Les premiers chiffres tombés ce dimanche indiquent que l'initiative populaire « Pour une Suisse durable (limitation de la population à 10 millions) » serait rejetée par une majorité des votants, selon des projections réalisées à la sortie des bureaux de vote. Ce texte, porté par des cercles politiques nationalistes et des associations environnementales, proposait d'inscrire dans la Constitution un plafond de dix millions de résidents permanents, avec pour objectif de freiner l'immigration et de préserver les ressources naturelles du pays.
Un rejet annoncé mais un débat intense
Les sondages précédant le scrutin prévoyaient déjà un rejet, mais l'écart entre le oui et le non s'est révélé significatif, selon les premières estimations. Le gouvernement fédéral et la majorité des partis parlementaires avaient appelé à voter non, jugeant la mesure trop brutale et contre-productive pour l'économie helvétique, fortement dépendante de la main-d'œuvre étrangère. Les milieux patronaux et les syndicats s'étaient également joints à l'opposition, redoutant des pénuries de personnel et une entrave aux accords bilatéraux avec l'Union européenne.

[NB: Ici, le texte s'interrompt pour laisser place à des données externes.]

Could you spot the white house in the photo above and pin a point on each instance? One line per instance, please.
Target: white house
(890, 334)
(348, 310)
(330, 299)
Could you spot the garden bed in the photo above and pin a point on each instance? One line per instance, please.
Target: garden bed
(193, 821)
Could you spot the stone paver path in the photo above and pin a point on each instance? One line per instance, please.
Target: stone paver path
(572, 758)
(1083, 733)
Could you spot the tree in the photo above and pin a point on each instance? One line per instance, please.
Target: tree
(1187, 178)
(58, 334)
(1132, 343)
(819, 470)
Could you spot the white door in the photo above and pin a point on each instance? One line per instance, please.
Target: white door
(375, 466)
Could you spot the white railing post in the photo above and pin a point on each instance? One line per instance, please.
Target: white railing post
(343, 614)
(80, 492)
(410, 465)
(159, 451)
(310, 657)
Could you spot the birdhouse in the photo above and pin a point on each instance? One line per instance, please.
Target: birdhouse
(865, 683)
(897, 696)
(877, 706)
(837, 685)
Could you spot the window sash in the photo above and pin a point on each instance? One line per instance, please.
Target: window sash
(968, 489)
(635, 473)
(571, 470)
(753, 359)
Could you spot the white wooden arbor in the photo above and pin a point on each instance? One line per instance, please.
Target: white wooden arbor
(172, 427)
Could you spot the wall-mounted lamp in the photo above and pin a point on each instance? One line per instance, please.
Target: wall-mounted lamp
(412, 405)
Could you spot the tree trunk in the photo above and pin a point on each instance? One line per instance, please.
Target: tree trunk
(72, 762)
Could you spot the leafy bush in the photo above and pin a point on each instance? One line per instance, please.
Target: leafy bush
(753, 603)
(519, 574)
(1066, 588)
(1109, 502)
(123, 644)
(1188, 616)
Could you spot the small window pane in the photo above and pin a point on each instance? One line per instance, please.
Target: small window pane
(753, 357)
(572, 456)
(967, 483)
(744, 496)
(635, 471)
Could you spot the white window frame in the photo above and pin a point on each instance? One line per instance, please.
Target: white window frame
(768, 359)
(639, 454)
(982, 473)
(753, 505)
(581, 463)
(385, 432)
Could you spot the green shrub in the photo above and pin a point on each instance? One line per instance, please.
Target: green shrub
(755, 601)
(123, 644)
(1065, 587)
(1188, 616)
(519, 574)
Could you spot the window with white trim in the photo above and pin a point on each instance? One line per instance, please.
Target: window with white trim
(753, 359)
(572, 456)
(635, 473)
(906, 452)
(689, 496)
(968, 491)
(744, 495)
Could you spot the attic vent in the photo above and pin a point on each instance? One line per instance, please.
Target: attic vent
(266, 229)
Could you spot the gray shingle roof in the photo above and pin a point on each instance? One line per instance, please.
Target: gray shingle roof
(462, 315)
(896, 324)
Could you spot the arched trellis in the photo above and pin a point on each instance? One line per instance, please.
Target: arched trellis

Un contexte démographique tendu
La Suisse comptait environ 8,9 millions d'habitants au début de l'année. Avec un taux d'immigration net annuel d'environ 0,8 %, le pays se dirigeait vers un franchissement du seuil de dix millions d'ici à la fin des années 2030, selon l'Office fédéral de la statistique. Les partisans de l'initiative avançaient que cette croissance mettait en péril la qualité de vie, l'environnement et la cohésion sociale. « Nous ne pouvons pas accueillir le monde entier sans conséquences sur nos lacs, nos montagnes et notre système social », avait déclaré un des responsables de la campagne du oui.
Les réactions des deux camps
Du côté des vainqueurs, le soulagement était palpable. Le ministre de la Justice et de la Police, chargé des questions migratoires, a salué « un signal de responsabilité de la part du peuple suisse, qui refuse les solutions simplistes et préfère une approche équilibrée de l'immigration ». Il a rappelé que le Conseil fédéral présenterait prochainement son propre projet de loi sur l'intégration et la gestion des flux migratoires.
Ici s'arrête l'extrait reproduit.